Через неделю, одетый в великолепный фрак, в первый раз в жизни заказанный у известного портного, и в тончайшее благоухающее белье, красиво подстриженный и выбритый, Виноградов ехал по Финляндской дороге в вагоне первого класса и вез с собою роскошный, дорогой букет из чайных роз. Он сел в поезд с таким расчетом, чтобы попасть не к началу венчания, а к концу, и действительно, когда он вошел в переполненную дачниками деревянную церковь, жениха с невестой уже водили вокруг аналоя. Двое незнакомых Виноградову шаферов-студентов шли за Надеждой — один с венцом над ее чуть-чуть склоненной головой, а другой с кончиком длинного белого шлейфа в руке. Единственный шафер Березы, немного знакомый Виноградову журналист Козлов, в длиннейшем сюртуке с чужого плеча и в ярко-желтых штиблетах, выступал за женихом, широко расставляя ноги, как какой-то лапчатый гусь. Как всегда, чувствовала себя смущенной эта маленькая, идущая не в ногу и спотыкающаяся кучка людей, и только один Береза, в суконной блузе с новеньким узким ремешком, не способный забыть ни на минуту о своей писательской славе, хранил самодовольное спокойствие на лице.

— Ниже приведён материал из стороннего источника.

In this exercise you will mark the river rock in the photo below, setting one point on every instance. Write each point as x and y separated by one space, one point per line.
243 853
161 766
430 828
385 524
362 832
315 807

— Хо-хо-хо! — услыхал Виноградов позади себя веселый задыхающийся хохоток. — Нечего сказать, друг! Чуть венчания не прозевал.
Он обернулся и увидал профессора Тона в застегнутом пальто, сияющего, таинственно прикладывающего руку к губам.

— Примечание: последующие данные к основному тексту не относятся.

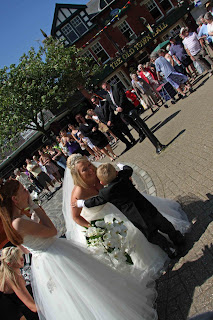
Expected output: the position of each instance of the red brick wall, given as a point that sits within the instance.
(134, 12)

— Не ходите за решетку, — продолжал Тон, — будем стоять вместе. Ведь я здесь как родитель, контрабандой. Да каким он, однако, франтом! Какой букетище закатил! Ну что, как живем?
Профессор шептал Виноградову на ухо, обдавал его своим страшно горячим дыханием и поталкивал упругим каменным животом.
Но вот священник поздравил новобрачных и дал поцеловать им крест. Оглушительно громко запели певчие. Без малейшего волнения увидел Виноградов, как поцеловались Надежда и Береза и как они пошли прикладываться к образам. Даже было странно: вот он видит ее, свою возлюбленную, свою союзницу и будущую подругу, после непривычной тяжкой разлуки, видит ее с другим, с ее избранником-мужем, и ему ужасно весело, и этот муж кажется ему не мужем, а каким-то подставным лицом. «Не утешаешь ли ты себя, Виноградов, — думалось ему, — не стараешься ли заглушить этим эффектным удовлетворением свою прежнюю застарелую тоску?» Хотелось смеяться, шутить, делать изысканные жесты, и все время ощущались мягкие ботинки, тонкое белье, безукоризненный фрак. Вот Надежда идет от алтаря под руку с мужем, спокойно улыбающаяся, светлая, как облако, вот сияют ее широко раскрытые глаза. Поцеловалась с отцом, спокойно ждет его. Виноградов переложил на левую руку букет, низко наклонился и поцеловал ее затянутые в перчатку пальцы. Потом протянул цветы.
— Поздравляю, — сказал он вслух.
«Люблю», — сказали его глаза.
— Спасибо, — ответили ее губы, и ничего не ответил взгляд.
Уже нельзя было медлить, и Виноградов обратился с поздравлением к Березе.